What is a poke bowl?
The first thing to know about poké is that it’s pronounced ‘poh-kay’. The name comes from the Hawaiian verb, ‘to slice or cut’, and poké traditionally is any raw fish, usually tuna, that’s been cubed.
We’re predicting poké will be a huge global trend.. This spicy Hawaiian tuna poké bowl with avo, baby marrow noodles and kale chips is best eaten casually, by the seaside. Here’s s a sensational recipe to try at home (seaside optional).

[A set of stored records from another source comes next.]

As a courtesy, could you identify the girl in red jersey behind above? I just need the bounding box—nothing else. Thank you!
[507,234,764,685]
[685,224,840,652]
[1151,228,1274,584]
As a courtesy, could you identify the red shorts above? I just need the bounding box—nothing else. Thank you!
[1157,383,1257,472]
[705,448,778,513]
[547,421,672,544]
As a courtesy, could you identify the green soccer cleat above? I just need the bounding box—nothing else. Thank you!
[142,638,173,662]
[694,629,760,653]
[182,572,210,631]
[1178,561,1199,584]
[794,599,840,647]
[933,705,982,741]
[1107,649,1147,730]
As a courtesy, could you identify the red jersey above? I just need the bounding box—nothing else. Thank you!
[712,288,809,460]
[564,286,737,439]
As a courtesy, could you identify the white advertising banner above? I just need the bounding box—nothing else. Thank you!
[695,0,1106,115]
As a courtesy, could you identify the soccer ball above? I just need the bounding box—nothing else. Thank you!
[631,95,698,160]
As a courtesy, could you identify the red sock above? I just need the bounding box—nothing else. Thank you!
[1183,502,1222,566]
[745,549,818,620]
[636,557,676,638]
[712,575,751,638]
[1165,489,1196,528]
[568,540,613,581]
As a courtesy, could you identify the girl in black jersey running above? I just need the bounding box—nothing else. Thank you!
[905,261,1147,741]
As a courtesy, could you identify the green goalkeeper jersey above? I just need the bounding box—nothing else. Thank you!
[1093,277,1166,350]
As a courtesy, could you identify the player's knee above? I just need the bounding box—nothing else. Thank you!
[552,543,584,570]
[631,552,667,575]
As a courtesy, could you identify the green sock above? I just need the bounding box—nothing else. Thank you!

Spicy Hawaiian tuna poké bowl with avo, baby marrow noodles and kale chips
Spicy Hawaiian tuna poké
- pinch dried chilli flakes
- 4 spring onions, finely sliced
- 10ml (2 tsp) onion, peeled and finely grated
- 5ml (1 tps) fresh ginger, peeled and grated
- 30ml (2 tbsp) rice vinegar
- 15ml (1 tbsp) sesame oil
- 200g sushi-grade fresh/frozen tuna steaks, defrosted if frozen and cut into 1cm cubes
- sea salt, to taste
- 1 avocado, peeled, pitted and cubed
- 200g baby-marrow noodles, lightly steamed
- olive oil, to toss
- handful sesame seeds, toasted
- large handful store-bought kale chips,
- (available at woolworths.co.za, faithful-to-nature.co.za and health stores)
- pickled jalapeños (optional)
- baby bright lights spinach leaves (optional)
For the poké, combine the chilli flakes, spring onion, onion, ginger, vinegar and sesame oil in a bowl. Add the tuna cubes and toss to coat. Cover with cling film and refrigerate for at least 1 hour, tossing occasionally.
Season the tuna well with salt and taste – adjusting the seasoning if necessary. Gently toss the avocado cubes in with the tuna.
Toss the baby marrow noodles with some olive oil and season well to taste. Add noodles to each bowl and top with the tuna-and-avo mixture. Sprinkle with sesame seeds and serve with kale chips, pickled jalapeños and baby bright lights spinach leaves, if desired.